Het openbaar ministerie komt met twee middelen in cassatie tegen het arrest van het gerechtshof Arnhem-Leeuwarden. Het eerste middel richt zich met rechts- en motiveringsklachten tegen de vrijspraken van mishandeling en/of benadeling van de gezondheid (feiten 2, 4, 6, 8, 10, 12, 14, 16 en 17 (tweede onderdeel)).
Het tweede middel richt zich met rechts- en motiveringklachten tegen de vrijspraken van het opzettelijk in hulpeloze toestand brengen en laten van de in de tenlastelegging genoemde personen (feiten 1, 3, 5, 7, 9, 11, 13, 15 en 17 (eerste onderdeel).
Middel 1
2.
Het middel keert zich vooral tegen de maatstaf die het hof heeft aangelegd bij de beantwoording van de vraag of cliënt voorwaardelijk opzet heeft gehad op mishandeling en/of benadeling van de gezondheid.
Het hof heeft afstand genomen van het standpunt van de rechtbank. Die vond dat er een aanmerkelijke kans was geweest op benadeling van de gezondheid, vervolgens dat cliënt vanuit zijn deskundigheid als neuroloog kennis, had van deze aanmerkelijke kans en tenslotte dat hij deze aanmerkelijke kans ook bewust had aanvaard, gelet op de bijzondere zorgplicht die op hem rustte. Cliënt had die zorgplicht op ernstige wijze geschonden, aldus de rechtbank, door niet adequaat te diagnosticeren en behandelen, waarbij hij welbewust was afgeweken van de professionele standaard. Hiermee was voorwaardelijk opzet bewezen.
Het hof stelt echter dat met deze redenering hoogstens nalatigheid en het verwijtbaar nemen van risico's werd bewezen:
‘(…) het feit dat de verdachte op grove wijze zorgvuldigheidseisen, protocollen of richtlijnen heeft geschonden, is niet voldoende voor opzet, maar levert op zich hooguit aanmerkelijke verwijtbare onachtzaamheid op ofwel schuld in de zin van culpa. Ook het schenden van een onderzoeksplicht is op zich niet voldoende om te kunnen concluderen tot het bewust aanvaarden van een aanmerkelijke kans. Evenmin is voldoende wanneer verdachte anders had moeten en kunnen optreden dan hij heeft gedaan’.
Voorts ziet het hof, anders dan de rechtbank, geen redenen om te twijfelen aan de verklaringen die cliënt heeft gegeven voor zijn handelwijze, inhoudende dat hij te goeder trouw heeft gehandeld, niet opzettelijk een verkeerde diagnose heeft gesteld dan wel niet-geïndiceerde medicijnen heeft voorgeschreven.

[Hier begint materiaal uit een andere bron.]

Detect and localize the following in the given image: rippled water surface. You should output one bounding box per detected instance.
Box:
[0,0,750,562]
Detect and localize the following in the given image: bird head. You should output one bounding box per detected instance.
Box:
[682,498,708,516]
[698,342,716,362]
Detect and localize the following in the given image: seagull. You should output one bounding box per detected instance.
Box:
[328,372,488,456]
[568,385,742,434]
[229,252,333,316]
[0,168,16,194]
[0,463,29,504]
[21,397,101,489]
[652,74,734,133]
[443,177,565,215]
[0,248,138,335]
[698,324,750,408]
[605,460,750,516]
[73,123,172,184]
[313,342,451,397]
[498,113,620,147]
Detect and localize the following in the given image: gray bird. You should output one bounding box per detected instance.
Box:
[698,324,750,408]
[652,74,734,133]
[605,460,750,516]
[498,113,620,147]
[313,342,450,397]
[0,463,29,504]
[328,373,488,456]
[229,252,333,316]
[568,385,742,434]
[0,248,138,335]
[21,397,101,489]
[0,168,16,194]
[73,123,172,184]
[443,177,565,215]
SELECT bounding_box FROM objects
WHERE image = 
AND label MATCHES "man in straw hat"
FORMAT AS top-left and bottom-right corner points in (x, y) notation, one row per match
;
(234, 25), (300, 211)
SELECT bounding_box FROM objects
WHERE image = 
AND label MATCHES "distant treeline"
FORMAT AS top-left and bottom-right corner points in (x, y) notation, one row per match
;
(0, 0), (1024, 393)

‘Een en ander leidt tot de conclusie dat verdachte weliswaar als arts schromelijk is tekortgeschoten ten opzichte van aangevers, maar dat niet bewezen kan worden dat hij hen heeft mishandeld, dus met opzet letsel heeft toegebracht dan wel hen met opzet heeft benadeeld in hun gezondheid, ook,niet in de zin van voorwaardelijk opzet’.

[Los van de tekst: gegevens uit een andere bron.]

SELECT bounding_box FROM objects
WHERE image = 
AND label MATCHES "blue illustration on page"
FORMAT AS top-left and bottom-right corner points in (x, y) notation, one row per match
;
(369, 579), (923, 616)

Bij de beoordeling of de aanmerkelijke kans bewust is aanvaard, gaat het hof in op de overwegingen en beweegredenen die cliënt daadwerkelijk heeft gehad of zal hebben gehad. Hiertegen richt het middel zich, waarvan de kern staat in 8:
‘Bij de beoordeling van voorwaardelijk opzet in medische zaken als de onderhavige, meer in het bijzonder of de medisch beroepsbeoefenaar, zoals hier een gepromoveerd neuroloog, wetenschap had van de aanmerkelijke kans op pijn en/of letsel, dan wel de benadeling van de gezondheid en die ook bewust heeft aanvaard, is naar de mening van rekwiranten de centrale vraag of die beroepsbeoefenaar welbewust in strijd met de professionele standaard heeft gehandeld, terwijl zulks niet in het belang van de patiënt is noch met zijn instemming is gebeurd. Indien die vraag bevestigend wordt beantwoord, kan daarmee tevens op basis van de op hem rustende Garantenstellung door de strafrechter worden aangenomen dat de beroepsbeoefenaar wetenschap had van die aanmerkelijke kans. Die Garantenstellung houdt immers onder meer in de plicht tot ingrijpen waar dit naar medisch inzicht nodig is. Wie welbewust in strijd met de professionele standaard handelt en niet ingrijpt, waar dat medisch gezien wel van hem wordt verlangd, wordt geacht het gevolg te hebben aanvaard’.
3.
Voorop staat dat de Hoge Raad de grens van voorwaardelijk opzet strenger heeft getrokken en met name kritischer is geworden is op het punt van aanvaarding van de aanmerkelijke kans (o.a. HR 22 november 2011, 2011/560; HR 13 december 2011, NJ 2012/12; HR 10 januari 2012, NJ 2012/503). Rekwiranten gaan, voor wat betreft medische strafzaken, in tegen deze tendens.
De centrale vraag luidt hier: kan een (medische) Garantenstellung voorwaardelijk opzet dragen, indien vast staat: dat er een aanmerkelijke kans op schade heeft bestaan, waarbij wordt afgezien van enige subjectieve invulling van het opzet, ook indien het dossier inzicht biedt in de subjectieve beleving van de verdachte?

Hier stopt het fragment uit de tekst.